My New Apple Computer
I have been plagued with First World Problems lately. I have grungy funk under my fingernails from scouring the crap out of my expensive All-Clad stainless fry pan with scotchbrite pads after being inspired by the servants on Downton Abbey, which I can’t decide if I like but have now seen all of season one because what the hell else is there to watch on my 150 cable channels? I have been subsisting on my piece-of-crap computer for five years. Because I have a computer, and no one is trying to kill me like in third world countries. The speed of my floppy-drive consuming Dell conjures up thoughts of senior citizens on Hoverounds. Sending email was like getting the hiccups. I have no idea what that means, but it was utter dejection. I didn’t realize “dejection” was a real word, but if auto-correct didn’t touch it, then I guess it’s all good. This is how I get my self-esteem anymore. Not from gainful employment, but from Auto-correct. Gosh, I’m a smart lady! Auto-correct didn’t scold me once while writing that paragraph! Insert Stuart Smalley affirmation here.

My New Apple Computer

Let me admit that I have absolutely no business buying an iMac. It’s an extravagant purchase in any hemisphere. I deserve cans hooked together with string to use as a cell phone. I deserve onion fax paper. I deserve the freakin’ cassette deck in my 15 year old car. My husband and I agreed I “needed” a new computer, because you can’t put a price tag on productivity, people. I’m nothing if not productive. He  requested I at least look at other computers. I took all three children (don’t you do your best thinking when your kids are running around breakable electronics?) to Best Buy and researched the field exhaustively for forty-five minutes with 22 year old Jack who my son kept calling Jake. Jack Jake was helpful, but something was lacking.

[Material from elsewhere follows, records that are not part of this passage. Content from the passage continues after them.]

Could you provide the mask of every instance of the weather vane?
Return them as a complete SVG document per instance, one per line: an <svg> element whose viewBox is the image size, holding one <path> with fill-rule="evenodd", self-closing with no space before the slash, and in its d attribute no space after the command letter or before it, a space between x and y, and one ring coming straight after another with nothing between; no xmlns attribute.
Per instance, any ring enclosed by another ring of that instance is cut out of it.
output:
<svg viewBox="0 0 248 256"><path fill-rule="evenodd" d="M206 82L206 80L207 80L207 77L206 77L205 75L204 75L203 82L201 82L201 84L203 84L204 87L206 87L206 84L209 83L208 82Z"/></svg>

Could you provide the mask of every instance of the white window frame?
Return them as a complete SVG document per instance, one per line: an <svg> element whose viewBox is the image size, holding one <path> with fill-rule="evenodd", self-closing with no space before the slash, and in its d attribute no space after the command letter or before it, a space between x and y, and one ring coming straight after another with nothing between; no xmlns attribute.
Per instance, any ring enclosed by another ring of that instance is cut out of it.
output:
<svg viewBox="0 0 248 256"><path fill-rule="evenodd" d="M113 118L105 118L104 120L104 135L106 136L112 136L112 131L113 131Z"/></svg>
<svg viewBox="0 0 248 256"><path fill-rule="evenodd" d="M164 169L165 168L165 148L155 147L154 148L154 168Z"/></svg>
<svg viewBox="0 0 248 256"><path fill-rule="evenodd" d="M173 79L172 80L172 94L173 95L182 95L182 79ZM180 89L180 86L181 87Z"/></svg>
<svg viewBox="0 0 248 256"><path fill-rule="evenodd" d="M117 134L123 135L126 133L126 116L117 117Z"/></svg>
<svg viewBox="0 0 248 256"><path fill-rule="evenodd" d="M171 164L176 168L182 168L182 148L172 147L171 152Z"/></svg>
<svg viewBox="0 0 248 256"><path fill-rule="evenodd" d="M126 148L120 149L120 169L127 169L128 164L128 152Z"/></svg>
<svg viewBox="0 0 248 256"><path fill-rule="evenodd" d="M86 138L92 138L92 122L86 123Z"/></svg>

Then I took the children to the Apple store, which felt like entering Emerald City. It. Was. Beautiful. You know how you can trust a person if your dog likes them? My son, Devlin, works the same way. Devlin immediately asked the Apple Genius, David, if we could have a group hug right in the middle of Oz. David was going to indulge him until I reminded Devlin that we only hug people we actually know. I understood how Dev got confused, though. Those specialists in the mall, they can be sirens. Recall how I was ensnared by Gay Chris in the True Religion store. If you have no idea what I’m talking about, read my True Religion post here. Or my True Religion: Part Deux post here. I have never felt so good about spending so much money before. Even on hookers. And really, aren’t hookers one of those items that you should really not scrimp on? Hookers and toilet paper. Cheap toilet paper totally sucks. Same with cheap hookers. I mean, so I’ve heard.

When I picked up my iMac a day later from my next Genius, the experience was nothing short of orgasmic. Genius James, of ReDo Home & Office fame, was a benevolent teacher. He made me feel better than Auto-correct.